Considering Figure 1, the cutoff value can be changed according to the nature of the data sets. In our tests, a cutoff value of 0.2 (default value) gave good matches with BS-Seq data. This value can be adjusted based on the sequencing depth - if the sequencing was done deep enough then there will be good separation between signal and noise channels and a lower threshold may give good separation, and where sequencing depth is not enough then a threshold of 0.3 or higher may be more appropriate. However a relationship between the threshold cutoff and sequencing depth is an open question, and has not been explored in detail.
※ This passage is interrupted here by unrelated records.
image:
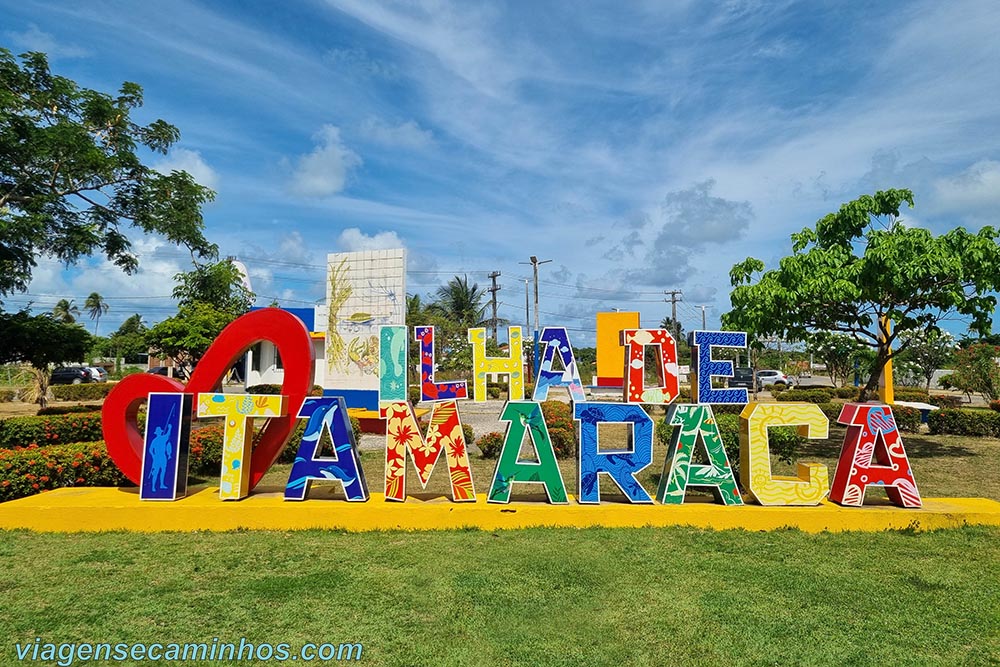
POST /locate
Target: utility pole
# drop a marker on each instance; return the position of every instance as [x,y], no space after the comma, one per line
[675,296]
[493,291]
[534,265]
[527,312]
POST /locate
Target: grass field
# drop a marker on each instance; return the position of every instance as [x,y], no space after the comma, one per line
[548,597]
[541,596]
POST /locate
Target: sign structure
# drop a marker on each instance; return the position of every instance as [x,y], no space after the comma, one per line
[873,452]
[364,291]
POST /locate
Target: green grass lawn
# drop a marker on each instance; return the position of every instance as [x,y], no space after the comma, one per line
[676,596]
[541,596]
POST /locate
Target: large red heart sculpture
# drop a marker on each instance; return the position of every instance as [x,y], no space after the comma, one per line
[289,335]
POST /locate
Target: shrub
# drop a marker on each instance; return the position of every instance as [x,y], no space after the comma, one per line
[562,429]
[806,395]
[264,389]
[491,444]
[31,470]
[910,394]
[965,421]
[68,409]
[831,410]
[81,392]
[850,393]
[945,401]
[50,430]
[125,372]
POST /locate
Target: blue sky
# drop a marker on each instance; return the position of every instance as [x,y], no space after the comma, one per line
[642,147]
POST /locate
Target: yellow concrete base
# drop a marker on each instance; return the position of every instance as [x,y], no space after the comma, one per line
[96,509]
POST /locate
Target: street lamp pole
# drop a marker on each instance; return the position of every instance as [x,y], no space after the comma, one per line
[534,265]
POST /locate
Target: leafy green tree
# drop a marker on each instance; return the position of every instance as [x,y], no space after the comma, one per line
[976,371]
[96,306]
[187,335]
[220,284]
[861,269]
[66,311]
[460,303]
[836,351]
[129,341]
[72,176]
[928,350]
[40,340]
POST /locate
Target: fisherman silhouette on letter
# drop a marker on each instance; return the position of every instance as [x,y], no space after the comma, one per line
[159,450]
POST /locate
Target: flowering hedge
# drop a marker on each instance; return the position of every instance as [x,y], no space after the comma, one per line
[81,392]
[25,471]
[50,430]
[965,421]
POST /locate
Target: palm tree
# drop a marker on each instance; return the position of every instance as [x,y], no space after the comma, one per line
[460,303]
[66,311]
[96,306]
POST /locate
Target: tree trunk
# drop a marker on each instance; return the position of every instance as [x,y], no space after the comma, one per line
[870,391]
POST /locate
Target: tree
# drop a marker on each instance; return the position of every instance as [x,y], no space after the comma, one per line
[460,303]
[928,350]
[129,341]
[862,272]
[40,340]
[220,284]
[976,372]
[187,335]
[96,306]
[66,311]
[71,174]
[836,351]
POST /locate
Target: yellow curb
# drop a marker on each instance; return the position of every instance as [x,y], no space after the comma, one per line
[99,509]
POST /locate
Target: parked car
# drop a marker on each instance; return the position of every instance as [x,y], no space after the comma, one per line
[742,377]
[768,378]
[71,375]
[179,373]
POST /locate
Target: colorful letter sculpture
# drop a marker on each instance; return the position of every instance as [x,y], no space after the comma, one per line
[526,417]
[704,368]
[812,483]
[621,465]
[635,342]
[872,435]
[696,422]
[239,411]
[555,341]
[610,353]
[392,363]
[327,414]
[402,435]
[429,389]
[512,365]
[167,445]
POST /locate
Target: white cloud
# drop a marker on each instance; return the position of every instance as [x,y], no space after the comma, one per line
[405,135]
[353,239]
[973,190]
[183,159]
[324,171]
[34,39]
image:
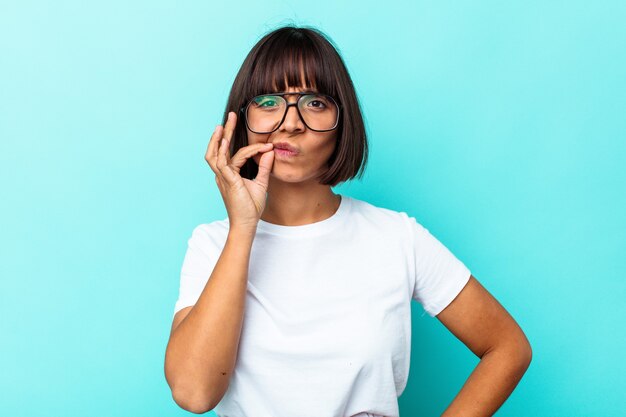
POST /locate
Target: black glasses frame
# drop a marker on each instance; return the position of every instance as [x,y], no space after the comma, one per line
[300,94]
5.2 f_mFastCountMateReadsOverRanges

f_mFastCountMateReadsOverRanges = function(gr.signal, bam.file, bPaired=T)

Arguments:

gr.signal = Genomic Ranges object of class GRanges, which would be a set of ranges with strand value *, over which counting is done

bam.file = alignment file in bam format, expects the bam index file with same name and .bai extension in the directory

bPaired = T - boolean value, set true if paired end or else set false for single end reads

Description:

It uses a GRanges object (typically calculated by a peak caller e.g. MACS) and using the alignment data, creates a matrix that contains first mate reads from plus and minus strands (mp, mm) and number of reads from both mates (bp, bm). For single end data both mp = bp and mm = bm.

Rets:

Returns a matrix with count data

mRets = matrix(NA, nrow=length(gr.signal), ncol=4, dimnames=list(NULL, c('mp', 'mm', 'bp', 'bm')))

5.3 f_oGRSeparateStrands

Main function that performs strand separation, and uses functions in sections 3.1 and 3.2 to perform these tasks. The details of the function are explained in section 2.3.2.